Tuesday, September 26, 2006

Illinois - Land of Corruption?

When you start writing about SIUC and their problems, you need to frame the discussion first with the environment of Illinois. By most measures Illinois is the most corrupt state in the USA. There are no campaign contribution limits (see Green party proposal to fix), most levels of government than any other state (someone tell me why Carbondale Township, Mosquito Abatement District, Park District, library, three elementary school systems and a high school system need to exist in the same little town?) where politicians can be parked on the taxpayer's pocketbook until they are ready to run for higher office. I'm not going to get into Chicago, it is bad, but I'm trying to ignore it.

Do we need to get into how many governors go to jail?

I feel that any position nominiated by the governor in Illinois is suspect. But the real question is why are Illinois' voters allowing this to happen?

2 comments:

Anonymous said...

Can I stop laughing abou the campaign finance proposal? If anyone thinks limits, caps, time-freezes, etc. are going to work, they don't know history, human behavior, or government. Read the chapter on campaign finance "reform" in Steve Gillon's _That's Not What We Meant to Do: The History of Unintended Consequences_.

"Contracts should be awarded on the basis of merit," Whitney said.

Ha! Except for things like veteran, minority, female status, etc. Does anyone remember Daley's "friends" and family being awarded "minority" contracts in Chicago? As someone who has followed this trail of institutionalized corruption can attest, there's nothing like shielding yourself with some well-intentioned cause....
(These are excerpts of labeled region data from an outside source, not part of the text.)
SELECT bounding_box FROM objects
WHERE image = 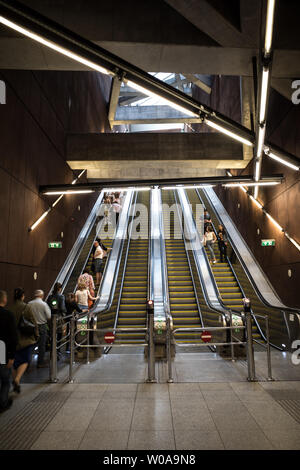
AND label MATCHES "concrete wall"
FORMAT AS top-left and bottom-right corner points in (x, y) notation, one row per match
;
(0, 70), (110, 298)
(217, 90), (300, 307)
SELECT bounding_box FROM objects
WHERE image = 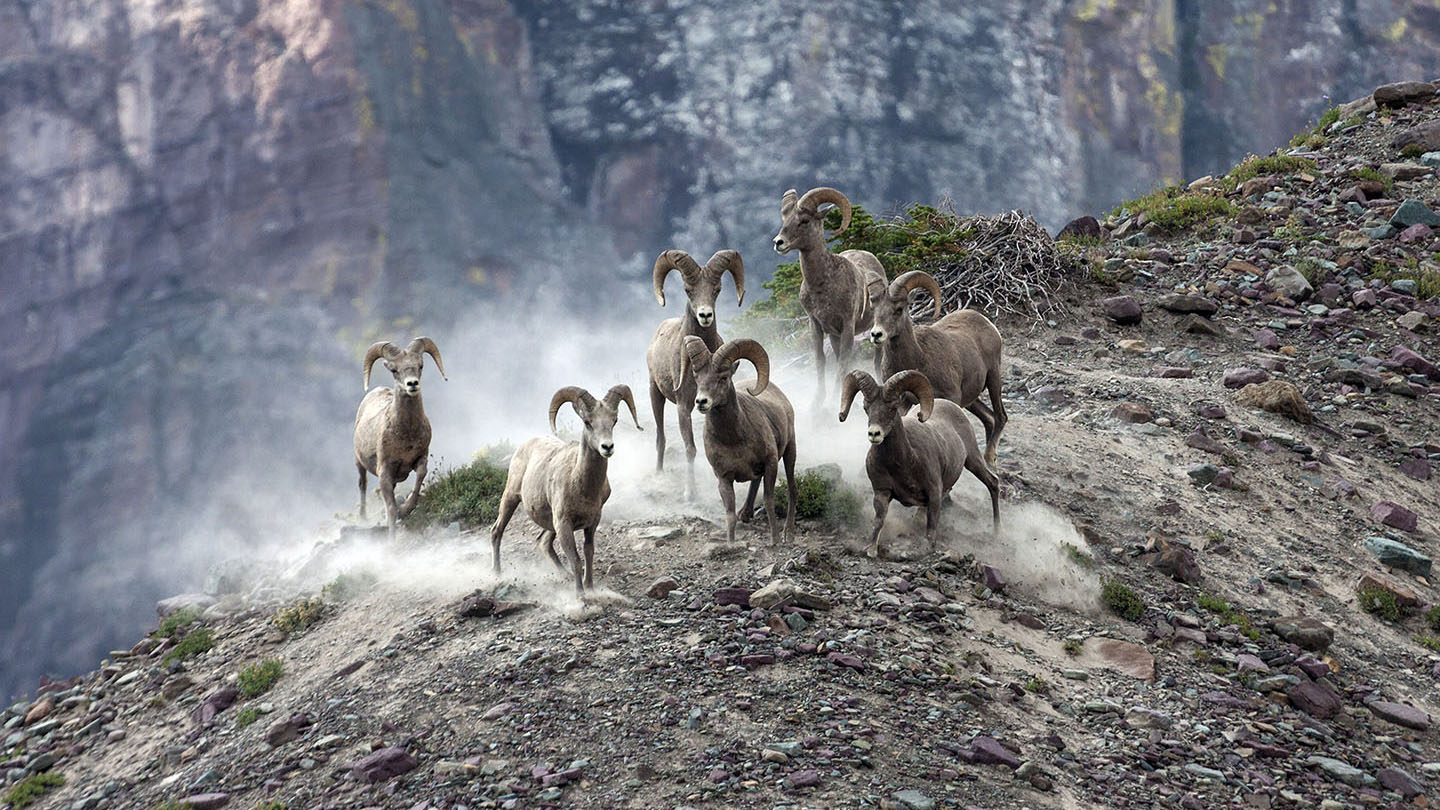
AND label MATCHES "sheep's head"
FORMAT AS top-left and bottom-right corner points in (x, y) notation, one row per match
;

The law school, which does terrible marketing with its speakers, brought FEC Commissioner here who argued against all limits on contributions except for full disclosure. This speaker came here THREE times and was a highly controversial national news item. Did anyone pick up on it?

If you get a product and don't market it, you got nothing...

PeterG said...

I realize I'm late with this, but if you slap on campaign funding limits it is a whole lot easier to figure out who has cross the line. In Illinois right now cross the line is legal.